Shane’s voice sounded dry and some ground needs making up. The call this morning started with the same coolness, but ended with ‘love you,’ something he had left out of the last few calls. We will resume our monthly lunch dates, though his office is on the other side of the city.

There hasn’t been lunch dates the last few years because after three hospital stays in one year, fear had grown in my belly. Even shopping at the grocery store brought uneasiness, anxiety, and ungroundedness.

As health restored, and internal bleeding became better controlled by the daily high potent antacid, my bravery at doing more increases. That long ago stomach stapling caused severe complications due to the newness of the procedure putting my life at risk over the loss of so much blood.

Though one ER doctor pressed for blood transfusions, another suggested recovery was possible without it, Over the 4 day stay a few years back, I managed to improve without the transfusions. But at home full recovery took many months to heal the internal opening made by the surgeon in ’85.

Eating often caused debilitating pain for hours afterwards. Now that things are more stable, lunch dates might be a very good way to again spend some time with my busy son. He sounded happy to hear of resuming our lunches. So mending occurs on all levels. 

So often my own sufferings are kept to a minimum when it comes to relaying them to my sons. Why burden them? Yet being factual is also necessary, which means being upfront about challenges. 

Things we learn along the way…

Intimate Friend

Waking in the dark, first thoughts gather in my belly as a feeling of want, a yearning for a close woman friend. A loss that has been there for a very long time. One who knows. One who has suffered deeply, yet the time spent together isn’t about the long gone past, but dealing with now. A relationship of depth.

This closeness is now found only on-line. With those I can’t hug, sit and have tea with, or go for a walk with. An emptiness yawns open with the loss of my friend who died, and the one who moved to another state.
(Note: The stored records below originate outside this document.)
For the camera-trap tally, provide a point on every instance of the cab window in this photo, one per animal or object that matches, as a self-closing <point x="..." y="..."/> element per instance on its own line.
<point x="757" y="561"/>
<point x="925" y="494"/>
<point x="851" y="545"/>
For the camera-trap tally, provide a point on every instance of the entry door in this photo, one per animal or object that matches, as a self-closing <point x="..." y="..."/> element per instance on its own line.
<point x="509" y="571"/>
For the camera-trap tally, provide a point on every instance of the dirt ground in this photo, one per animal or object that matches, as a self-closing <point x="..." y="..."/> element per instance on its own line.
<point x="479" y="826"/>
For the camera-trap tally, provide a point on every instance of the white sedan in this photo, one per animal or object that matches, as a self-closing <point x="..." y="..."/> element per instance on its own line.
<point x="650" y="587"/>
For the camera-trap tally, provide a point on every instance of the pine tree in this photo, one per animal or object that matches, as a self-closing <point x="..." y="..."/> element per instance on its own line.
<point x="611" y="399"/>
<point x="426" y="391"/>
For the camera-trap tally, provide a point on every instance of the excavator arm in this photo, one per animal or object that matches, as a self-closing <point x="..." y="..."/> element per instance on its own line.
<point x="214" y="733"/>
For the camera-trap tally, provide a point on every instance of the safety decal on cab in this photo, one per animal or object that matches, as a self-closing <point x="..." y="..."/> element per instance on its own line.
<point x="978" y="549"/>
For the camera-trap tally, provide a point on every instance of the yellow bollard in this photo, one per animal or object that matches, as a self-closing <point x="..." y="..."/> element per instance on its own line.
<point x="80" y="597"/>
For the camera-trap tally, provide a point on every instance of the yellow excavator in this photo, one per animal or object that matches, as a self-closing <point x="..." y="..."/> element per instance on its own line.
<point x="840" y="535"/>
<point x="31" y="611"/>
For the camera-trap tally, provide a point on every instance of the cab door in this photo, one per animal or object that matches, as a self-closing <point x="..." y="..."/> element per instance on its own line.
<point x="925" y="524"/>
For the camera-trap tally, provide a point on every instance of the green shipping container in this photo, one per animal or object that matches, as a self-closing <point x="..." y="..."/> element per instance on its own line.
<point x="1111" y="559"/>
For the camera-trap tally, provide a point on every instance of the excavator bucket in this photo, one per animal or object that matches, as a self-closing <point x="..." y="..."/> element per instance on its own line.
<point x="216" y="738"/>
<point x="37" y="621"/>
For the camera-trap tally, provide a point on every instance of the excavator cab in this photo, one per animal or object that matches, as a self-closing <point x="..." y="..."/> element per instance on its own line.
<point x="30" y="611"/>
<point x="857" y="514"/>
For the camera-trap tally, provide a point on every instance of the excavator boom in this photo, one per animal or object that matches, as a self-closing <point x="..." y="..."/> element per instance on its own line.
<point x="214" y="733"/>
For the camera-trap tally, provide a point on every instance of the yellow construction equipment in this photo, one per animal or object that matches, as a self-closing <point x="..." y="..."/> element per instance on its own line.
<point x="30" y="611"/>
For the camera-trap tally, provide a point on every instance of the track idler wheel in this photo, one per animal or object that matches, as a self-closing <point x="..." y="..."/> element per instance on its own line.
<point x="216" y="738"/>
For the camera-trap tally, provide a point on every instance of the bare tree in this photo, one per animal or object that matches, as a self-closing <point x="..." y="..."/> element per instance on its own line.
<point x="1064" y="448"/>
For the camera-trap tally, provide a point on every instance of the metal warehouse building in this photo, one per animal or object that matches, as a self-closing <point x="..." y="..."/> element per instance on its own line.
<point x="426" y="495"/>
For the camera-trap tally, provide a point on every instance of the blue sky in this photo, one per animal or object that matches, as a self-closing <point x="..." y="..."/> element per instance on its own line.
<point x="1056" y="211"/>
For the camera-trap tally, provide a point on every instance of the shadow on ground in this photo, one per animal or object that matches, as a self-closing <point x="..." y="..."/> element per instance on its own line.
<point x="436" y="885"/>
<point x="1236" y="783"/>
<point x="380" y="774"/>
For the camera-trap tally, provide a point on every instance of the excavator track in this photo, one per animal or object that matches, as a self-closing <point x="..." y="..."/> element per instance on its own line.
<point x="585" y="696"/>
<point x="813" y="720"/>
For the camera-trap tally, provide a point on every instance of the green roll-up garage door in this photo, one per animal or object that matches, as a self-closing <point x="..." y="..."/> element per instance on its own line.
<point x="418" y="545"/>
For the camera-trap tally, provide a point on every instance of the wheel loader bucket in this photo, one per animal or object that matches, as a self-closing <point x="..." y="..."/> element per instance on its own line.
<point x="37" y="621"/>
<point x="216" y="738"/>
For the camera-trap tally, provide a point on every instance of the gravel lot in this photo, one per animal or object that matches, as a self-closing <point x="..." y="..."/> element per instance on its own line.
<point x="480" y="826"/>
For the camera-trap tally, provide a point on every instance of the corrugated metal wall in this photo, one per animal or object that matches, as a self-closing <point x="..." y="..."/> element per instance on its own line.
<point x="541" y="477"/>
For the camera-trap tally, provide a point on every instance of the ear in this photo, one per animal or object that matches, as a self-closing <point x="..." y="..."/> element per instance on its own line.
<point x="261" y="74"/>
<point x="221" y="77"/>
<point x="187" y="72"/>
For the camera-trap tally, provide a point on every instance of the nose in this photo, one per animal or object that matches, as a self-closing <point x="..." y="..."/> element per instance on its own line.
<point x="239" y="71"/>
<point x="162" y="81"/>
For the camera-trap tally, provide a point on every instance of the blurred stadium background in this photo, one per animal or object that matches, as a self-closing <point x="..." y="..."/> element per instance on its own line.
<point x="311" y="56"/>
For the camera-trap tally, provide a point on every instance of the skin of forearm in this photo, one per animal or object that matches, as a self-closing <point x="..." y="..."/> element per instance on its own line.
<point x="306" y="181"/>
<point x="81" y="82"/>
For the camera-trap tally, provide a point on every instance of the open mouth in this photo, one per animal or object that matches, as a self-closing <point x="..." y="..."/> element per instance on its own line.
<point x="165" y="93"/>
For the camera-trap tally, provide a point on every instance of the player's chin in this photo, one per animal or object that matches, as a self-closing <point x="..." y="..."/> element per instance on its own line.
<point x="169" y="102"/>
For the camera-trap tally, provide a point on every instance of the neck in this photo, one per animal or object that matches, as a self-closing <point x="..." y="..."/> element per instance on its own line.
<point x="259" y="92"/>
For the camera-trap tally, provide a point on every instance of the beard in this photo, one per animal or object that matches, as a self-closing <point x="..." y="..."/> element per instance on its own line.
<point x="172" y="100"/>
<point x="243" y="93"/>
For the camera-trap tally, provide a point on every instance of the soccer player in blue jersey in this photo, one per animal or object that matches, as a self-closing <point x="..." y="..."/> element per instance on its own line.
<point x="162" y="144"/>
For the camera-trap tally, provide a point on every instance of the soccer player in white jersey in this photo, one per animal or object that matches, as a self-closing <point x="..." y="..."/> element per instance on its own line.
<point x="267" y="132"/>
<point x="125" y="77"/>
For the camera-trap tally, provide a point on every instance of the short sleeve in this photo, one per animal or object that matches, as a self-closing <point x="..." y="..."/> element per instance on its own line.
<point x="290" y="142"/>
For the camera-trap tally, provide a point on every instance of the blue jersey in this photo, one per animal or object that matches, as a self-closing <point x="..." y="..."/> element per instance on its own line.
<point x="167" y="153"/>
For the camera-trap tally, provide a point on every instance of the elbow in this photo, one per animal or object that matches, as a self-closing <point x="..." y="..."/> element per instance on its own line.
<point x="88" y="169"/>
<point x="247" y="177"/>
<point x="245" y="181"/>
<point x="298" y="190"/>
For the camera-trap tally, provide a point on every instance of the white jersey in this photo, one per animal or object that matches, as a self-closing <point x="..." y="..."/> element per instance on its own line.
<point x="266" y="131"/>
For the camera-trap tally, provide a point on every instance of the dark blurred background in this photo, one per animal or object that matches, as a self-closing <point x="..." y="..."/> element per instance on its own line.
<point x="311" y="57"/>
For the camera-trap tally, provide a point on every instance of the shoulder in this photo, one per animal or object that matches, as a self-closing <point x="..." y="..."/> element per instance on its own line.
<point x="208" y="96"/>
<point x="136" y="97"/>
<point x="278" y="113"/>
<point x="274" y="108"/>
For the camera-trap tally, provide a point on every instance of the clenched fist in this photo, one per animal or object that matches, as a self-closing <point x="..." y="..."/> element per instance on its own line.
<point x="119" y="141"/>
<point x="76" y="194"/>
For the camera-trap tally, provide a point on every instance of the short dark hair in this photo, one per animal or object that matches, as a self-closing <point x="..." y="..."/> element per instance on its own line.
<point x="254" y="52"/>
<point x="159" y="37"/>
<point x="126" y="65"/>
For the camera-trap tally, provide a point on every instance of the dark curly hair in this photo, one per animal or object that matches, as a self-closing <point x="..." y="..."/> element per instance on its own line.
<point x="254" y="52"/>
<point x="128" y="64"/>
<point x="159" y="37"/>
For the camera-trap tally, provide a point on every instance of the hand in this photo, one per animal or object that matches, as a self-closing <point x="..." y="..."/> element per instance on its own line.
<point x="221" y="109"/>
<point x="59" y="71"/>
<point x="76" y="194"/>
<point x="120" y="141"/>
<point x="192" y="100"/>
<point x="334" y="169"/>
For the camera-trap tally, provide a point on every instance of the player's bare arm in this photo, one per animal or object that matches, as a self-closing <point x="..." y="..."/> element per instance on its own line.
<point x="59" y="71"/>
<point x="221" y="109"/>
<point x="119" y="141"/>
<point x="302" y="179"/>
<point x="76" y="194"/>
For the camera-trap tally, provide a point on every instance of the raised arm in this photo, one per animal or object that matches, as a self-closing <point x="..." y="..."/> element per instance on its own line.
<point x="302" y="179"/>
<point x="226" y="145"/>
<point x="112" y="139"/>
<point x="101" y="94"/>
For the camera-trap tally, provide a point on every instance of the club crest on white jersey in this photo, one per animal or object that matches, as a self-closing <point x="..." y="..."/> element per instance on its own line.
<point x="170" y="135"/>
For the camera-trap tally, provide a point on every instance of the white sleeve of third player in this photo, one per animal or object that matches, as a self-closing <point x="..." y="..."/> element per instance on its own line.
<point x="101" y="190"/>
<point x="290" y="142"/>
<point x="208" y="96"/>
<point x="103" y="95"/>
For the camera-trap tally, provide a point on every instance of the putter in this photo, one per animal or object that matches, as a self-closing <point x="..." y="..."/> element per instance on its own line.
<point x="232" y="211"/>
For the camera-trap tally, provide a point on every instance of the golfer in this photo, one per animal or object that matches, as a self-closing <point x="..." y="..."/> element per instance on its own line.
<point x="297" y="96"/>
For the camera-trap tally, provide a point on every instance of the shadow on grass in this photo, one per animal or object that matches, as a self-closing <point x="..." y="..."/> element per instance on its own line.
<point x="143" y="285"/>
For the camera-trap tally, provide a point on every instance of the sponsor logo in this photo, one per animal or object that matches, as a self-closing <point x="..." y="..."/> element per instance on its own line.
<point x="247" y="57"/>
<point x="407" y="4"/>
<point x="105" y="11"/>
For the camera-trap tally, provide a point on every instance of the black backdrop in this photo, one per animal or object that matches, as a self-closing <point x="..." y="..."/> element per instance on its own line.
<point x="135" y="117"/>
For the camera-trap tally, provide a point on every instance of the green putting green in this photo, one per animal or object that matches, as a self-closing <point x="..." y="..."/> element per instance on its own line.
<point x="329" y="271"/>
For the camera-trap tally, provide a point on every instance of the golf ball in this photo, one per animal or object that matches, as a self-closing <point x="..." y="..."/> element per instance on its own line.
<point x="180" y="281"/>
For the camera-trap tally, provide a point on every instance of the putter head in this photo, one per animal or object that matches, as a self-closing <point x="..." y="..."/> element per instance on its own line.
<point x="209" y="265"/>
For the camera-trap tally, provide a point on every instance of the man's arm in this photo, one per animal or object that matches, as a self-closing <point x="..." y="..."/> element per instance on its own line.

We still email occasionally, checking in on each other, but it’s not the same as sitting with her around the warm stove, or down by the creek.

Friends don’t arrive by stork. One must seek them out by going into the world, a place still found to be inhospitable. Solace is found more easily at home where a safer world opens wide at the end of my finger-tips on the keyboard to all countries.

Though grateful for that in all ways, still, a need unfilled calls out in the quiet moments before dawn dispels the shadows of want with light.

 

TRADITIONS

photo by Patricia

Temps dip to 10 degrees but I’m not discouraged. Time springs forward this weekend, and sleep already is balancing out with enough hours together to get those REM’s in. Health feels restored, even working in the studio has resumed with happy hours whittling by as sun pours in upon my shoulder.

Improved sleep might have to do with more light and longer days, or enough time passing so that my son once again began calling on his way to work. The break was needed as so much kept pouring out me we both needed a break. The excess was written, not sent, now it can be deleted.

Sometimes the lava flows. It would be much better to see him regularly if he manages to fit us in with his busy workload, social engagements, kids here there and everywhere. My fear is that someday he will look back and wish he did.

Calls on the way to work keep me posted on all the little details in his life, but it isn’t the same as being together in a relaxed environment where these things can be discussed as they come up, and in a gentle, more loving way.

Hopefully he will take me up on the offer of Sunday’s here, bringing the kids with him. Memories of Sundays at Grandma’s are so sustaining. My older brother, more like a father at the time, brought donuts and the Sunday paper. Never will the look of complete joy on my Grandmother’s face be forgotten.